If this level of malfeasance made up some kind of one-year fluke, like the New England Patriots missing the playoffs one year, that would be one thing. But they’re further evidence of severe, systemic dysfunction, as corrosive as it is avoidable. Americans tend to look at the Republican-Democratic grudge match as some kind of stain in their house that can’t really be cleaned and doesn’t really matter. But it CAN be cleaned, and it DOES matter.
In an excellent New Yorker article unsympathetically reviewing the book du jour about income inequality, Robert Putnam’s “Our Kids,” Jill Lepore writes, “The American political imagination has become as narrow as the gap between rich and poor is wide.” Lepore’s got numbers to back that up. She quotes a detailed study by Alfred Stepan and Juan Linz, who sought to learn why the United States’ income inequality is so much worse than that of 22 other advanced democracies. They counted the amount of “veto players” in the other countries – bodies/units who can block a policy decision. Most democracies have unicameral legislatures and only one veto player; a few have two or three; only the U.S. has four. Stepan and Linz also studied legislative seats compared to population apportionment, and found that of the 23 countries, the U.S.A. has the most malapportioned, least accountable legislature. Tallying up all the countries, the study found that the less representative the legislature, the greater the gap between rich and poor.
If Congress were a corporation, customers and stockholders would have put it out of business. If Congress were an animal, someone would have put it out of its misery. But of course, we’re not talking about Congress; we’re talking about the aforementioned modern Republican-Democratic grudge match. Bill Simmons had a great recent column about how the Washington Redskins are probably the most disappointing sports franchise – despite that title typically claimed by the L.A. Clippers or various Cleveland teams – because the Redskins had an amazing, legendary team as recently as the early 90s. As Simmons put it, Cleveland teams never got to fly first-class; the Washington Native American Insults had years of first-class-itude only to be squinched into the middle of coach. As went the Potomac Pigskins in this century, so went their city, right up to the failings of the young black savior who was supposed to ride into town and change everything.

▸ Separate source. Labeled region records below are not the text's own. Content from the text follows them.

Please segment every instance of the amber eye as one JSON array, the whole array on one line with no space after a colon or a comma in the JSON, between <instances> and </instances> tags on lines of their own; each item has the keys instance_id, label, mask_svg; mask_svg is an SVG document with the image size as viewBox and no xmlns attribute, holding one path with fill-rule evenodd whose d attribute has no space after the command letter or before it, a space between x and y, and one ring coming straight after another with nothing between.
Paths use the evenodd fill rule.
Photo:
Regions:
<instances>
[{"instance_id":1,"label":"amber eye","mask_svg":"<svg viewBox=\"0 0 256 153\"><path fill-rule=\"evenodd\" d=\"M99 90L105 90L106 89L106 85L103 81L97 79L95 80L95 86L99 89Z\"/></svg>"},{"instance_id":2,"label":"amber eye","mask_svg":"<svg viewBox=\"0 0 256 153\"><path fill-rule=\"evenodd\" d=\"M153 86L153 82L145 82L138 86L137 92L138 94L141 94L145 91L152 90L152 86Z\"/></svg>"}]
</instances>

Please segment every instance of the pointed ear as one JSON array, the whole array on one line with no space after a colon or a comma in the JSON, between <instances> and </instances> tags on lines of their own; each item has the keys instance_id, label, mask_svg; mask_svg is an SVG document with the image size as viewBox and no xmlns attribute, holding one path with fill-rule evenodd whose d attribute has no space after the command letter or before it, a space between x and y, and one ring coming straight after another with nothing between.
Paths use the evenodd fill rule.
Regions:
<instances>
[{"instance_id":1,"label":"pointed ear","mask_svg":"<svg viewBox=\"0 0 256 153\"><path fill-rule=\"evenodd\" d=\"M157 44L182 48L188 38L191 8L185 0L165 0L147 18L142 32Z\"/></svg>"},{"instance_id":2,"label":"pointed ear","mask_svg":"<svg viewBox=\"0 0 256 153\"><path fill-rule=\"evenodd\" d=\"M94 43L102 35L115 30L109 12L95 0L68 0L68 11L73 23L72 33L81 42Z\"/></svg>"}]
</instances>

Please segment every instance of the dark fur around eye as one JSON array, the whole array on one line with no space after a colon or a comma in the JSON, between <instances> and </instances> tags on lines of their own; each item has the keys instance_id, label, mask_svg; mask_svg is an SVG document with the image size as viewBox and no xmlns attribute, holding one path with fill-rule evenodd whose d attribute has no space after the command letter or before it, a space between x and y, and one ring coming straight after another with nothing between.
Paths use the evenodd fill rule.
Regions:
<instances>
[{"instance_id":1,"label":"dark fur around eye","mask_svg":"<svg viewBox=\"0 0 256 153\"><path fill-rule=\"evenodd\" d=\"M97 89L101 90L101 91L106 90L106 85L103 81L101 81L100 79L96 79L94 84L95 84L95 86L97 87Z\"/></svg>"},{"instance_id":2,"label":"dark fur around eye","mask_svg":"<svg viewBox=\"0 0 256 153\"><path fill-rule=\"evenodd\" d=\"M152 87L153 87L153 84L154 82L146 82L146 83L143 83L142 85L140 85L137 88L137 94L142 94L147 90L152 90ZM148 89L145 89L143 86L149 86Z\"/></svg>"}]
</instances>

The present situation, then, is particularly disheartening because of our glorious past. Future history textbooks will be rife with unflattering comparisons. Congress in the mid-19th-century wasn’t only successful because of great orators saying important things, like the above-quoted Henry Clay; Congress packed its upper galleries with enthusiastic, random members of the public because it was the world’s exciting experiment with a government that was becoming more representative with each passing year. When history books look back on our post-Cold War Congress, they will describe only sclerosis, entropy, and fierce partisanship on behalf of petty territory defense.
Parties weren’t quite so set in stone when Clay gave that speech. Clay couldn’t count on the automatic support of half the electorate no matter what he said, as Charles Schumer and Marco Rubio can right now. There is no way out of this two-team box that doesn’t involve blowing a hole through the box. We need a third party. We need a fourth party. We’re taking the wrong lesson from the Israeli elections; we should be less concerned about Benjamin Netanyahu’s ongoing yahoo-ism (it’s in his last name, after all) and more about the nuances of coalition building required of Netanyahu now that he’s won. Nothing in our Constitution precludes our legislature from having as many parties as we see competing for seats in Israel’s Knesset (about ten of them). We have to stop treating this two-party crisis of governance as a regrettable stain. This sort of stain shows a leak that’s bringing down the whole structure.